À l’occasion du 20e anniversaire de l’École Supérieure Internationale de Guerre (ESIG), les hauts responsables de cette prestigieuse institution militaire ont effectué une visite symbolique et stratégique au siège de CAMTEL, acteur clé de la souveraineté numérique du Cameroun. Une rencontre qui a donné lieu à des échanges de haut niveau sur les enjeux actuels des télécommunications, de la cybersécurité et de la maîtrise des données nationales.
Comme le veut la tradition, les officiers supérieurs et auditeurs stagiaires de l’ESIG ont été accueillis dans les locaux de CAMTEL, où Mathilde Abouem Mouangue, responsable du département de coordination des ventes, a présenté les piliers majeurs de l’entreprise publique : quatre câbles sous-marins connectant le pays au monde, quelque 20 000 km de fibre optique déployée, un datacenter de niveau Tier III, ainsi qu’un ambitieux programme de développement satellitaire.
Les données locales, un enjeu de souveraineté
La présentation, saluée pour sa clarté et la prestance de son oratrice, a rapidement donné lieu à une série de questions sans complaisance de la part des visiteurs. Une interrogation centrale : comment s’assurer que les données camerounaises ne transitent pas d’abord par l’étranger avant de revenir au pays ?
Face à cette préoccupation, Mathilde Abouem Mouangue a souligné l’importance du datacenter national, encore sous-exploité par les acteurs locaux. « C’est pourquoi nous faisons une campagne de sensibilisation pour encourager l’hébergement local. C’est un levier fondamental pour asseoir notre souveraineté numérique », a-t-elle expliqué. Elle a également insisté sur la nécessité de renforcer les points d’échange internet internes au Cameroun, actuellement en phase embryonnaire, afin de limiter la dépendance aux routes internationales.
Vers une architecture numérique plus résiliente
Dans la continuité de la discussion, Dieudonné Onomo, ingénieur à la direction technique de CAMTEL, a mis en lumière l’ambition de l’entreprise : développer un réseau national de neuf datacenters décentralisés. Cette approche vise à garantir la disponibilité des données locales, même en cas de coupure entre les centres régionaux et les câbles d’interconnexion. « Il s’agit aussi d’amener les citoyens à consommer davantage de contenus locaux pour réduire la dépendance aux plateformes étrangères comme Meta », a-t-il précisé.

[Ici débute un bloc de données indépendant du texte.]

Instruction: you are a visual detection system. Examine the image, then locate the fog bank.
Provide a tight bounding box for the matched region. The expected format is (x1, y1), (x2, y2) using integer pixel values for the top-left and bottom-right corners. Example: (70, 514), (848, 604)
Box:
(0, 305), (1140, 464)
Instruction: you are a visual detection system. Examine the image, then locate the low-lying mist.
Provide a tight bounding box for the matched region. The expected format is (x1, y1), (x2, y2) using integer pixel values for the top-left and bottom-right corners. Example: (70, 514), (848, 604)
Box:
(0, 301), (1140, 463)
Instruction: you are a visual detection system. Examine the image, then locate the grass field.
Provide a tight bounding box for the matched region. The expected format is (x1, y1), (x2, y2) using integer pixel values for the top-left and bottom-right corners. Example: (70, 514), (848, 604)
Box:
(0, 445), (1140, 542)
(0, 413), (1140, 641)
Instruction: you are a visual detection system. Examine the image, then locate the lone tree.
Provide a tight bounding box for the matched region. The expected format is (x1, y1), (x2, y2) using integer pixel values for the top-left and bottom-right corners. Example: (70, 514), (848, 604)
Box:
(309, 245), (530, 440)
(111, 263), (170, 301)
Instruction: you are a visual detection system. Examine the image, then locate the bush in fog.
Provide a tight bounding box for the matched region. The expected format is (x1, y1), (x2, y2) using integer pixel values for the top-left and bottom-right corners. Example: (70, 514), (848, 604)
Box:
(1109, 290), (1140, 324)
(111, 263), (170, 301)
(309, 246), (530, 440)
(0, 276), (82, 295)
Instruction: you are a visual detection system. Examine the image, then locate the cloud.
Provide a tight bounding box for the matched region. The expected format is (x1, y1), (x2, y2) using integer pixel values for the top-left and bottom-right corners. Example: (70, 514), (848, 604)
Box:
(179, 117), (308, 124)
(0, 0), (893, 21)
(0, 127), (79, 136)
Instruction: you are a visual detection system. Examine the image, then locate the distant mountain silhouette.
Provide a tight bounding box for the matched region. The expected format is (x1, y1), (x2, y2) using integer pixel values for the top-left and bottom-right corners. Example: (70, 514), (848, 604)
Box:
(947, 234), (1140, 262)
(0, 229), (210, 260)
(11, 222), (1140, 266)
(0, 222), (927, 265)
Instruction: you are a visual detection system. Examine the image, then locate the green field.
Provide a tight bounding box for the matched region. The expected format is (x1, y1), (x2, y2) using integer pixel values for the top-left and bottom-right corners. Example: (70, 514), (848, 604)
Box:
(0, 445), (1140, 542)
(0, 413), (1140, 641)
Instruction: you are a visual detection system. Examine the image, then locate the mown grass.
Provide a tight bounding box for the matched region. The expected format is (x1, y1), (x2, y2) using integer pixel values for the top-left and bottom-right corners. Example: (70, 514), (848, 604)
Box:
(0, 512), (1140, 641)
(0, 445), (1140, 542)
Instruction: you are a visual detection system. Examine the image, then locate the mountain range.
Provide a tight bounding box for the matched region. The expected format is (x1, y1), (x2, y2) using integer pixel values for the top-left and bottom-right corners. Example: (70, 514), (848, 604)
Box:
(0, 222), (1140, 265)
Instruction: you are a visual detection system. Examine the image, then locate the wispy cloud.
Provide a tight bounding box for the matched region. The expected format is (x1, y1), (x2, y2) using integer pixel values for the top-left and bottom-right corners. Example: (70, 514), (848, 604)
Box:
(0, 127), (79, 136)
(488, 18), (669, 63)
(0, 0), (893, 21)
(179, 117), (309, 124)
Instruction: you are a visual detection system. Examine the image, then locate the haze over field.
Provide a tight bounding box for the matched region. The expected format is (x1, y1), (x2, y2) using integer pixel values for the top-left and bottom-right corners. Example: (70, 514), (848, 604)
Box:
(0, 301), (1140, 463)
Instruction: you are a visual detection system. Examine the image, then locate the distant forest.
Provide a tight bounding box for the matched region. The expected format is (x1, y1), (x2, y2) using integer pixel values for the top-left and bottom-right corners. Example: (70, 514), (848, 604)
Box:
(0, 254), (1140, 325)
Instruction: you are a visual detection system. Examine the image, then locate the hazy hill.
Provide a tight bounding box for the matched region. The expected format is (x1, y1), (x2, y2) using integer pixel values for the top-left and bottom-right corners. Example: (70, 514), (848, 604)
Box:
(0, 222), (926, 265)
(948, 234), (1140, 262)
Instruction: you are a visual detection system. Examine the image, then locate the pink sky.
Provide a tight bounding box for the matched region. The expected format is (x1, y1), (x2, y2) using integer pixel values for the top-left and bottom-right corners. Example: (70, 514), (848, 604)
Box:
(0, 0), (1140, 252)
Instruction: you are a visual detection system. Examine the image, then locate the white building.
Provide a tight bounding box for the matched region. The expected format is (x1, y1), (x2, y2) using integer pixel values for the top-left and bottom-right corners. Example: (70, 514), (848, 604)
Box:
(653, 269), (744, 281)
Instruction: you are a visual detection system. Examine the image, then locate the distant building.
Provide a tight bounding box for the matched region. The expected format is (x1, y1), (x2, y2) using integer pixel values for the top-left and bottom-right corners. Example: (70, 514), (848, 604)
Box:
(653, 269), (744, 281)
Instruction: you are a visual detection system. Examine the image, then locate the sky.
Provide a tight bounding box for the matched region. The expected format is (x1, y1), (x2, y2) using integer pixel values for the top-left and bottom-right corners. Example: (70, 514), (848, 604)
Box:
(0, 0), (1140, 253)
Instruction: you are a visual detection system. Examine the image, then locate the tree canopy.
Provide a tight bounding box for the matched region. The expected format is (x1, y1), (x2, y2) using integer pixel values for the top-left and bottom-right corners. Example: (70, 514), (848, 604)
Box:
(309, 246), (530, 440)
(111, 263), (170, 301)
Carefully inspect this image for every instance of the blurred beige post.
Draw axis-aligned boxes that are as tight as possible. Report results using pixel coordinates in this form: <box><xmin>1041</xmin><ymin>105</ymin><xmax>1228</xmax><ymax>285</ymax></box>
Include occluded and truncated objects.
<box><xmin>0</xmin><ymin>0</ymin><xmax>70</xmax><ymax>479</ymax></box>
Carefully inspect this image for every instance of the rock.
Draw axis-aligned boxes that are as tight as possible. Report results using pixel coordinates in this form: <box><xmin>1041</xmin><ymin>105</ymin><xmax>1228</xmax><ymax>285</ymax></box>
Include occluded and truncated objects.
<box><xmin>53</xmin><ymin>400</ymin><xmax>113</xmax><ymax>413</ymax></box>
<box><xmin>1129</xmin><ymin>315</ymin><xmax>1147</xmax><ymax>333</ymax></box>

Réponse aux cybermenaces : entre veille stratégique et infrastructures robustes
Interpellée sur les mesures à prendre face à une cyberattaque d’envergure orchestrée par une puissance étrangère, Mathilde Abouem Mouangue a démontré la solidité des dispositifs en place. CAMTEL, certifiée ISO, déploie une stratégie de veille dans chacune de ses entités, notamment en matière de sécurité. « Nos analyses incluent l’identification des menaces, la cartographie des risques et la valorisation des opportunités technologiques », a-t-elle détaillé.
Elle a également rappelé la résilience du réseau camerounais, illustrée par l’incident de 2024 qui avait paralysé les télécommunications sur la côte ouest africaine. Le Cameroun, grâce à ses quatre câbles sous-marins et à ses redondances stratégiques, avait été l’un des pays les moins touchés. En parallèle, CAMTEL renforce ses partenariats satellitaires pour garantir une sortie alternative en cas de coupure majeure.
Une alliance stratégique entre défense territoriale et cybersouveraineté
Cette visite, bien plus qu’un simple échange institutionnel, a mis en lumière la convergence entre la défense physique des territoires et la défense numérique des États. Elle illustre la nécessité pour les armées modernes de comprendre et d’intégrer les enjeux technologiques dans leur vision stratégique, et pour les opérateurs numériques comme CAMTEL de collaborer avec les forces de défense pour garantir une cybersouveraineté durable.
En célébrant ensemble deux décennies d’engagement pour la sécurité — l’une dans les airs, sur terre et en mer, l’autre dans les fibres et les satellites — l’ESIG et CAMTEL ont donné une leçon précieuse : la souveraineté d’un pays ne se joue plus seulement aux frontières visibles, mais aussi dans les flux invisibles du numérique.